Flügellahm? Lehrlinge von Ford konnten das Einzelstück aufwendig restaurieren. Nettes Detail: Der Stempel im Serviceheft ist goldfarben
Flügellahm? Lehrlinge von Ford konnten das Einzelstück aufwendig restaurieren. Nettes Detail: Der Stempel im Serviceheft ist goldfarben © Ford-Werke GmbH, Koeln

Jetzt küssen sie sich auch noch! HA Schult war außer sich, als er von der Dachterrasse des Hyatt-Hotels in Köln beobachtete, wie ein Kran auf dem anderen Rheinufer sein neuestes Kunstwerk behutsam auf den Stapelhausturm herabließ. Eine Perspektive, die dem Provokateur gelegen kam, und die für einen Moment den Eindruck erwecken ließ, sein Flügelauto „küsse“ die Spitzen des Kölner Doms. Aber Moment: Was bitte schön hat der Wagen überhaupt in diesen luftigen Höhen verloren? – Dem Fetisch Auto huldigen. Oder anders gesagt: Im wahrsten Sinne des Wortes den Gipfel eines Kunstprojekts markieren, das eben diesen Namen trägt und von HA Schult maßgeschneidert zum Erscheinungstermin der dritten Generation des Fiesta 1989 in und rund um Köln auf die Bevölkerung losgelassen wurde. Selbst für einen Profi-Provokateur wie Schult, der auch schon den persönlichen Hausmüll von Franz Beckenbauer ausstellte oder den Markusplatz in Venedig mit 15 Tonnen altem Zeitungspapier zudeckte, keine leichte Sache: Einmal tauchte einer dieser Fords im Look eines Ostereis vor dem Dom und den angrenzenden Museen auf. Ein andermal auf dem Rhein im Design einer Welle, bemalt von Trompe-l’oeil-Experte Gerard Gabet und seinen Schülern. Allein 50.000 Euro kostete ein komplett vereister Fiesta, der auf dem Roncalliplatz vor den Augen Tausender Schaulustiger wieder auftauen durfte. Ein zur Disco umgemodeltes Pendant gab sich am Hauptbahnhof die Ehre, ein komplett zerlegtes Exemplar im Atriumhof des Römisch-Germanischen Museums, ja und eben einer mit Flügeln auf dem Dach des Stadtmuseums.

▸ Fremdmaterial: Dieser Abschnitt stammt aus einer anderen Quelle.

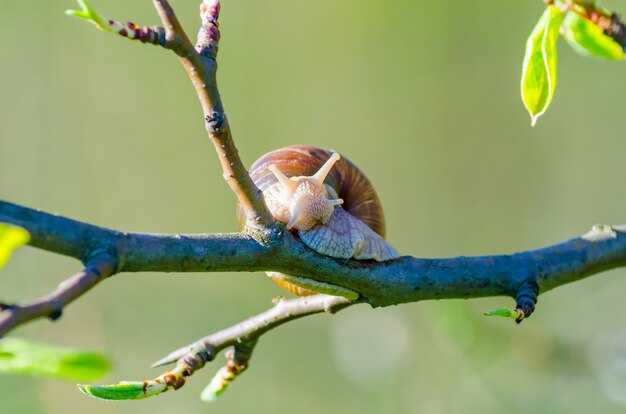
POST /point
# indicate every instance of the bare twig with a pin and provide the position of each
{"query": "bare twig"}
(52, 305)
(200, 64)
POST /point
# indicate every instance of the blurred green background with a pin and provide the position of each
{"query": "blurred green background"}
(423, 96)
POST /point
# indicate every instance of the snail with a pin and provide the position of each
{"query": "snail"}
(329, 202)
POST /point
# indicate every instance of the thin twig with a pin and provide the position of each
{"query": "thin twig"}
(52, 305)
(252, 328)
(240, 339)
(201, 66)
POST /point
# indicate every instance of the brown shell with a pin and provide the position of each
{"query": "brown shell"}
(358, 194)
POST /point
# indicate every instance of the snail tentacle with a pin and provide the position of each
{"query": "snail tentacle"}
(331, 204)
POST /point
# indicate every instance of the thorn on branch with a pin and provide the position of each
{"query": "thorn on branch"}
(526, 299)
(214, 121)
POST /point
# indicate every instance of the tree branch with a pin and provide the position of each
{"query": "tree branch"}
(51, 306)
(200, 64)
(407, 279)
(239, 340)
(268, 246)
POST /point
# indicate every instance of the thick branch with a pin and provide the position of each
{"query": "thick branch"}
(406, 279)
(51, 306)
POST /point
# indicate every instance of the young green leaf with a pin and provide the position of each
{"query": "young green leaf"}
(539, 67)
(586, 38)
(128, 390)
(27, 357)
(505, 312)
(11, 237)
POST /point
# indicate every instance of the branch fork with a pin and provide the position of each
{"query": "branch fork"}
(266, 245)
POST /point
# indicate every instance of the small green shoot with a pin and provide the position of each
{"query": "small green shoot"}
(89, 14)
(505, 312)
(11, 237)
(586, 38)
(540, 61)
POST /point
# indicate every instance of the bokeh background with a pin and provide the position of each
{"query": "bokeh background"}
(423, 96)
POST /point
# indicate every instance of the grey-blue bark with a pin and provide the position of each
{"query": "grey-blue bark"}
(407, 279)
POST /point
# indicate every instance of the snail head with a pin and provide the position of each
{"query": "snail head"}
(306, 198)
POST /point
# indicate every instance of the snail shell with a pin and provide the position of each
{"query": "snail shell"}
(355, 229)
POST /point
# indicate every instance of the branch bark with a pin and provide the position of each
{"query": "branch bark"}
(407, 279)
(267, 246)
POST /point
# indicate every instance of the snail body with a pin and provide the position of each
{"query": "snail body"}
(329, 202)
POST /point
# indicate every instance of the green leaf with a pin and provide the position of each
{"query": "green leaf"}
(539, 67)
(126, 390)
(11, 237)
(27, 357)
(505, 312)
(122, 391)
(586, 38)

Teil des Kunstobjekts von HA Schult: ein mit Wolken bemaltes Exemplar
Teil des Kunstobjekts von HA Schult: ein mit Wolken bemaltes Exemplar © Wieck (Ford)

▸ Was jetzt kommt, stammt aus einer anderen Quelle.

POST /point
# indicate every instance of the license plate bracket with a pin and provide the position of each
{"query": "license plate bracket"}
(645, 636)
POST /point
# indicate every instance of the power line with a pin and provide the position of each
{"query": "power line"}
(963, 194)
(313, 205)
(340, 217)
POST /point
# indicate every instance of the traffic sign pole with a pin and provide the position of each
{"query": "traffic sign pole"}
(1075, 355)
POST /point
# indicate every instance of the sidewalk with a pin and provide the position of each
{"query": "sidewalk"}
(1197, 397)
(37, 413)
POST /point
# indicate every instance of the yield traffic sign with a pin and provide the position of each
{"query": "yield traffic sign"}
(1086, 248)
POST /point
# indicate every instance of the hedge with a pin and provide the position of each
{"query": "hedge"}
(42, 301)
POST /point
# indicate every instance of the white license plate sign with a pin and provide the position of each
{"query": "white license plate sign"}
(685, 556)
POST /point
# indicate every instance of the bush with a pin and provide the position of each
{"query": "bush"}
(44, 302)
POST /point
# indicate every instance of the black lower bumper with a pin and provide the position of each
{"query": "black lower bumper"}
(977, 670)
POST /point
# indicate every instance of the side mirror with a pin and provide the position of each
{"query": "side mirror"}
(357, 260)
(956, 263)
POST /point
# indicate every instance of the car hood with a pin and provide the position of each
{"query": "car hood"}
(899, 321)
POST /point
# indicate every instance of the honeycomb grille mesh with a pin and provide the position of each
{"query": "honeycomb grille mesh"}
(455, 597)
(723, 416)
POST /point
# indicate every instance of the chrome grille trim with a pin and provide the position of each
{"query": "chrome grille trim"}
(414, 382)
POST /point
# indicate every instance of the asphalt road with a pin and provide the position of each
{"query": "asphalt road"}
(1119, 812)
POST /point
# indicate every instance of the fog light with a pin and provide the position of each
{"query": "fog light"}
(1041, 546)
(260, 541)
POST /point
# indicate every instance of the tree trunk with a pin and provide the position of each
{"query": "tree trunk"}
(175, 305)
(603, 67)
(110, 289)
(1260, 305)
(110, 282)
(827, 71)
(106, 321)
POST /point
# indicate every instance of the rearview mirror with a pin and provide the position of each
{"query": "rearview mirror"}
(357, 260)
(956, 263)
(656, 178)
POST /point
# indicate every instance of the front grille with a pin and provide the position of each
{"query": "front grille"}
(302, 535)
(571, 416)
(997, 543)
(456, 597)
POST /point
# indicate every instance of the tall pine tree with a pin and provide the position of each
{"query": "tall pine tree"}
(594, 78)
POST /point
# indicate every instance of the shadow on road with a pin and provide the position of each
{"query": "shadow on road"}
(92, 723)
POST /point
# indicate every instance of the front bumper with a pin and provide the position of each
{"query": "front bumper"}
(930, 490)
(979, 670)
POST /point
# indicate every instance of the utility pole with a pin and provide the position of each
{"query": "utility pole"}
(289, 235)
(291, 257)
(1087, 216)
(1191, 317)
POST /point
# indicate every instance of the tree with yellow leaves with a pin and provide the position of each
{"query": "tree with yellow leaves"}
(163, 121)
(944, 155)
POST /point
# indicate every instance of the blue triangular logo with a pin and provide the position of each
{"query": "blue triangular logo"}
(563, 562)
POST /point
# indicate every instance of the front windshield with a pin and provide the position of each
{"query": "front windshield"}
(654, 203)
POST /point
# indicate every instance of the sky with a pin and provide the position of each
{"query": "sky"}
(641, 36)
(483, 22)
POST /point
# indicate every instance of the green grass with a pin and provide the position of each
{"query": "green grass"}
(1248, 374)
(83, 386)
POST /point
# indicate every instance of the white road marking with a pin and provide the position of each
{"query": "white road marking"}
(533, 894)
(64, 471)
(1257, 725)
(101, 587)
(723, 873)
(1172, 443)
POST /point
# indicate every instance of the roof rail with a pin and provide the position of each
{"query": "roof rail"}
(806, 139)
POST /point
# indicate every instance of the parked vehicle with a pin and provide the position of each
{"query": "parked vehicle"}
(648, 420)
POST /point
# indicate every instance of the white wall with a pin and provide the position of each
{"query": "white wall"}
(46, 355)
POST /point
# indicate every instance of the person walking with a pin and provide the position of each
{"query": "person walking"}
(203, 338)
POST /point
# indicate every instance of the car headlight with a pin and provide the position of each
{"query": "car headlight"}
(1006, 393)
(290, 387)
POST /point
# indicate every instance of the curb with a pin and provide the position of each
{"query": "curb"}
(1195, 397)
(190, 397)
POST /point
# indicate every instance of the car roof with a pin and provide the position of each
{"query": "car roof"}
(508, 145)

Zu diesem Zweck kam eine leere Karosserie, ohne Motor und Innenausstattung zum Zug, erhielt einen güldenen Überzug aus Zink-Chromat und Acrylmetalliclack, Flügel aus GFK, von denen einer allein 800 Kilogramm wiegt, und Eisenbahnschienen mit einem Gesamtgewicht von1,2 Tonnen. Denn auch wenn Schult diesem insgesamt zehn Meter langen und 6,2 Meter breiten Fiesta Flügel verliehen hat, so sollte er doch die gesamte Aktionsdauer sicher auf dem Hausdach verweilen und nicht abheben.

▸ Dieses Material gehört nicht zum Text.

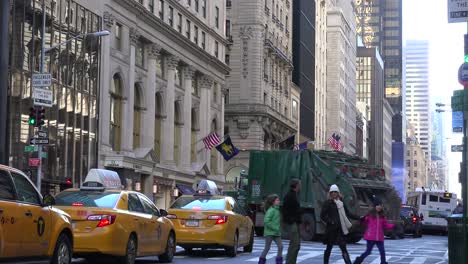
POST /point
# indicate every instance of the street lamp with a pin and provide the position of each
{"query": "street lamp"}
(92, 34)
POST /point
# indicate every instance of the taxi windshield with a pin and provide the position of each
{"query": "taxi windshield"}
(199, 203)
(87, 199)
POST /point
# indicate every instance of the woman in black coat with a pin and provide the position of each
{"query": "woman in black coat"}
(336, 227)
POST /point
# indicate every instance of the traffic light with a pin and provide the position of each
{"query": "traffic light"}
(32, 116)
(40, 117)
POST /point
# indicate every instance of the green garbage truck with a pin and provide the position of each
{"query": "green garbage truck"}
(271, 171)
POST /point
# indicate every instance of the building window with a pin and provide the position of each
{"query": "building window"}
(137, 111)
(204, 8)
(203, 40)
(140, 54)
(116, 113)
(118, 36)
(179, 25)
(294, 109)
(187, 30)
(161, 9)
(151, 5)
(217, 17)
(171, 16)
(195, 37)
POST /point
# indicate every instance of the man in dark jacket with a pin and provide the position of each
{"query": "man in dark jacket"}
(291, 212)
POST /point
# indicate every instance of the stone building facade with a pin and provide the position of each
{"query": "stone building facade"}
(341, 73)
(263, 104)
(163, 80)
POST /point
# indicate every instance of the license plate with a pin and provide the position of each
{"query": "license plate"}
(191, 223)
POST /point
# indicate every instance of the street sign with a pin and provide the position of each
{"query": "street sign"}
(41, 80)
(42, 134)
(39, 141)
(30, 148)
(43, 97)
(457, 11)
(457, 148)
(457, 122)
(34, 162)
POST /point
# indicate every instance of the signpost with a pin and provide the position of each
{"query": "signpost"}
(457, 11)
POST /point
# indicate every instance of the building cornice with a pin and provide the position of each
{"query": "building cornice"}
(143, 14)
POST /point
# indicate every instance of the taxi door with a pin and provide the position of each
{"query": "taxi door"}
(154, 228)
(141, 220)
(35, 219)
(10, 227)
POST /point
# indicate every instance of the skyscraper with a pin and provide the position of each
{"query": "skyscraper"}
(417, 92)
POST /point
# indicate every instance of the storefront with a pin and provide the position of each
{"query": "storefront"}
(71, 122)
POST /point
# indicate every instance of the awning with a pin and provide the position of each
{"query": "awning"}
(185, 189)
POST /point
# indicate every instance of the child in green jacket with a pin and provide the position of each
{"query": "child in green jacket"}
(272, 228)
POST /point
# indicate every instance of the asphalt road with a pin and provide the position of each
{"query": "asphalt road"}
(428, 249)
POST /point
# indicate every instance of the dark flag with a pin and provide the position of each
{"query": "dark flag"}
(288, 143)
(227, 149)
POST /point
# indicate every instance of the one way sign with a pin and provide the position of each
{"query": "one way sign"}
(39, 141)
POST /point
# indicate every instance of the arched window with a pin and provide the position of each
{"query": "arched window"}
(116, 113)
(157, 125)
(213, 152)
(137, 109)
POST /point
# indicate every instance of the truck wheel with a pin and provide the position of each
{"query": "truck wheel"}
(259, 231)
(307, 228)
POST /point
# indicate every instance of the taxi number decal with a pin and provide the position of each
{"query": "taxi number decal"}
(40, 226)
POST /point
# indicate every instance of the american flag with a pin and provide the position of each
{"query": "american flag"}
(334, 141)
(211, 140)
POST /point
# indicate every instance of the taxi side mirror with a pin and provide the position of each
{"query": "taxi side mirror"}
(48, 200)
(162, 212)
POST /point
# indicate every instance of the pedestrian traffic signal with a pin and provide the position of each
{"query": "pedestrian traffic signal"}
(40, 117)
(32, 116)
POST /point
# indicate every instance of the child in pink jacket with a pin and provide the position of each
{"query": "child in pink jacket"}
(376, 223)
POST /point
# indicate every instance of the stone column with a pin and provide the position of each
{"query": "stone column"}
(127, 114)
(104, 114)
(185, 139)
(205, 117)
(167, 136)
(149, 97)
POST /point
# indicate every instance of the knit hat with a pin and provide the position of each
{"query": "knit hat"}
(334, 188)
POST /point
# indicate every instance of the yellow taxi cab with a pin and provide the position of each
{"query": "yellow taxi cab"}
(29, 227)
(209, 220)
(108, 220)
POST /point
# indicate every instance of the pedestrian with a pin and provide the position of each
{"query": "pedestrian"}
(292, 219)
(376, 223)
(272, 228)
(335, 215)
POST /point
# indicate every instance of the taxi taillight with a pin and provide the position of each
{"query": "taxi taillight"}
(220, 219)
(104, 220)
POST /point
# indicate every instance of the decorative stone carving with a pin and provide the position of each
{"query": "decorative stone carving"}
(108, 20)
(134, 36)
(172, 62)
(188, 72)
(154, 51)
(243, 125)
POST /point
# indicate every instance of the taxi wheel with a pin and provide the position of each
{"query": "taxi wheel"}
(249, 247)
(63, 251)
(232, 251)
(170, 249)
(131, 251)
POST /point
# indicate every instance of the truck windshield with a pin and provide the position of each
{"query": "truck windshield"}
(87, 199)
(199, 203)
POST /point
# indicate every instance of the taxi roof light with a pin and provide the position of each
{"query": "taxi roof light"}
(100, 180)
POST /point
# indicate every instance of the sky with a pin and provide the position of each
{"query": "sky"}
(427, 20)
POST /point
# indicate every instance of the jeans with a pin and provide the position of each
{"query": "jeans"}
(294, 243)
(279, 244)
(370, 245)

Der Fiesta blieb. Aber nicht nur für drei Tage, sondern für mehr als zwei Jahrzehnte. „Ich bin sicher, das Auto steht auch die nächsten 22 Jahre dort oben“, feixte HA Schult noch nach der Enthüllung, sprachen sich schließlich schon damals die meisten der Stadtväter für eine rasche Entfernung dieses Mahnmals der automobilen Tollerei aus. Doch wie es das Schicksal so wollte, dauerten die Diskussionen darüber so lange an, dass sich die Bevölkerung immer mehr an den ungewohnten Anblick gewöhnte und ihn schließlich nicht mehr missen wollte. Köln hatte ein neues Wahrzeichen. Die Autostadt, die so viel mit Ford verbindet.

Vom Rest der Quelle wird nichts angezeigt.